We have set up NRQL alerts against GKE containers to monitor pod restarts. If a pod restarts more than 2 times in 10 minute period it should trigger the alert, but this is not happening. This is the NRQL being used:
SELECT max(restartCount)-min(restartCount) as ‘Restarts’ from K8sContainerSample WHERE clusterName = ‘cluster-name’ AND containerName = ‘container-name’ and namespace = ‘our-name-space’ facet podName
Threshold is Static defined: “When the query returns a value above 2 at least once in 10 minutes”

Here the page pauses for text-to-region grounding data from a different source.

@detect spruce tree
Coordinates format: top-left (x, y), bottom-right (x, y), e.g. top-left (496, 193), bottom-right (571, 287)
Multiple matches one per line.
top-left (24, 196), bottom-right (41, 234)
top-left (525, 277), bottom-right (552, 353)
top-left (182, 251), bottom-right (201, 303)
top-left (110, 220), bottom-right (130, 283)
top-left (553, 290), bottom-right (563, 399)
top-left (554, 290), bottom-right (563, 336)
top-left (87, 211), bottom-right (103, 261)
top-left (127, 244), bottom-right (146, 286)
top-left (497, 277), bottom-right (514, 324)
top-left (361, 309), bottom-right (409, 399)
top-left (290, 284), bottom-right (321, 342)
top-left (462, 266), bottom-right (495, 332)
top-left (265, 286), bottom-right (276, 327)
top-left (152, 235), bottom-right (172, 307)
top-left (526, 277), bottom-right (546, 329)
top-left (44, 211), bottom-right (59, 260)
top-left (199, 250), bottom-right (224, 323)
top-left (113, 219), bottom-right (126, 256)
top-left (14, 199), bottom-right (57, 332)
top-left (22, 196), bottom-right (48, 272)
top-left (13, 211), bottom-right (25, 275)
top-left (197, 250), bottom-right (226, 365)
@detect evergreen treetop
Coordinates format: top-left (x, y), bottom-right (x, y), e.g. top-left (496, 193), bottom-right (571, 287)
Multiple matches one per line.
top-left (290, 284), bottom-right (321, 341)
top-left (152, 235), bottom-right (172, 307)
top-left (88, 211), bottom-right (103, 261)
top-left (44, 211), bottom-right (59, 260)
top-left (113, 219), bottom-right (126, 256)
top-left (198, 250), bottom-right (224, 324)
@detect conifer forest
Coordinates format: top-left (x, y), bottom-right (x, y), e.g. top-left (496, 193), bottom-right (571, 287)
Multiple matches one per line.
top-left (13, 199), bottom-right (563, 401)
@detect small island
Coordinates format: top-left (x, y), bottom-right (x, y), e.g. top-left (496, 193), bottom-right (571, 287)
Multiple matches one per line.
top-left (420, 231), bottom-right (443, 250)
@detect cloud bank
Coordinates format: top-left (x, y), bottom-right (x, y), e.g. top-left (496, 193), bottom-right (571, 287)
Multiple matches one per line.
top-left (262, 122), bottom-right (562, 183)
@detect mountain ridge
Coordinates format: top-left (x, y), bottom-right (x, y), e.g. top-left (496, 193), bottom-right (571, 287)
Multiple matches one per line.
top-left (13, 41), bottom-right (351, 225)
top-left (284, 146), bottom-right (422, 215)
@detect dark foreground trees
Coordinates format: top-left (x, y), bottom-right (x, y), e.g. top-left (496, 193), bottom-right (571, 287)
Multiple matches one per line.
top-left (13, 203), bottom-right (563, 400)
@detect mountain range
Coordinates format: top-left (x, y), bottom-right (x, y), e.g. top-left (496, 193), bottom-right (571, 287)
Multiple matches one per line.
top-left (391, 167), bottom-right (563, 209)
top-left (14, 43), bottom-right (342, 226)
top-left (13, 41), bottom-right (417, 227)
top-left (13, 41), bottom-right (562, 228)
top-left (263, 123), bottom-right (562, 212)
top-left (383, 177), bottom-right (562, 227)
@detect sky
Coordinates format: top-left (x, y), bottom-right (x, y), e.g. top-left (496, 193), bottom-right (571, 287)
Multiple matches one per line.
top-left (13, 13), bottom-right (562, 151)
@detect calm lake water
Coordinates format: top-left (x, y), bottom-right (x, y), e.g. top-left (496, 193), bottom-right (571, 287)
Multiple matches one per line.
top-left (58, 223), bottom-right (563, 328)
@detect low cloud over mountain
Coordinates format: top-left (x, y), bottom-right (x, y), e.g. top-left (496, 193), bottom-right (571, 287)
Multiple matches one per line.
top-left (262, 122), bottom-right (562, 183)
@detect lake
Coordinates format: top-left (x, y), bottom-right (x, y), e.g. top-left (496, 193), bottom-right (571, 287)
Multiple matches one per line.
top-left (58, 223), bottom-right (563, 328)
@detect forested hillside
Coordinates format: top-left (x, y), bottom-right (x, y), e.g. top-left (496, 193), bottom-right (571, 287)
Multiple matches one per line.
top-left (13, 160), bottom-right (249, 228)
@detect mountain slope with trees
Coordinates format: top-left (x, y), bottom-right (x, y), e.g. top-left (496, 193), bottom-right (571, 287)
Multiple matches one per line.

I have a pod that is in a crashloopbackoff so I am observing it restart. From my understanding of the alert this should be the equivalent query to run in insights:
SELECT max(restartCount)-min(restartCount) as ‘Restarts’ from K8sContainerSample WHERE clusterName = ‘clusterops-development-gke’ AND containerName = ‘geronimo-schedule-handler’ and namespace = ‘content-engineering-development-east’ facet podName since 10 minutes ago
If that is the case, when I first start this pod up the query returns 0 for 5 minutes. During that period the pod restarts 6 times. GKE throws in a exponential delay after each restart up to 5 minute delay. Given that, 0 to 5 minutes 6 restarts. 5 to 10 minutes 1 more restart added for a total of 7 restarts at the end of 5 minutes. Newrelic insights reports 0 up to the first 5 minutes and then reports 6. After the next 5 minutes it report 1. That makes sense to me given that after the second 5 minutes the min value is 6 and the max value is 7.
I would expect the alert to trigger, though given that in the first 10 minutes the min should be 0 and the max 6 or 7. Why is this not the case?
The only way I can figure this out is that the 10 minute threshold is not “Since 10 minutes ago until now” but more like between 11:00 a.m. and 11:10 a.m., and then 11:10 a.m to 11:20 a.m. The alert does not check every minute looking back 10 minutes but will only check every 10 minutes looking back in that 10 minute period. If that is the case then I can see how if reporting is happening on 5 minute intervals it is possible that the check could happen when min was 6 and max was 7 for the 10 minute period.
Still, I would think that in the first 10 minute interval a min value of 0 should have been reported unless it completely discarded the first 5 minutes.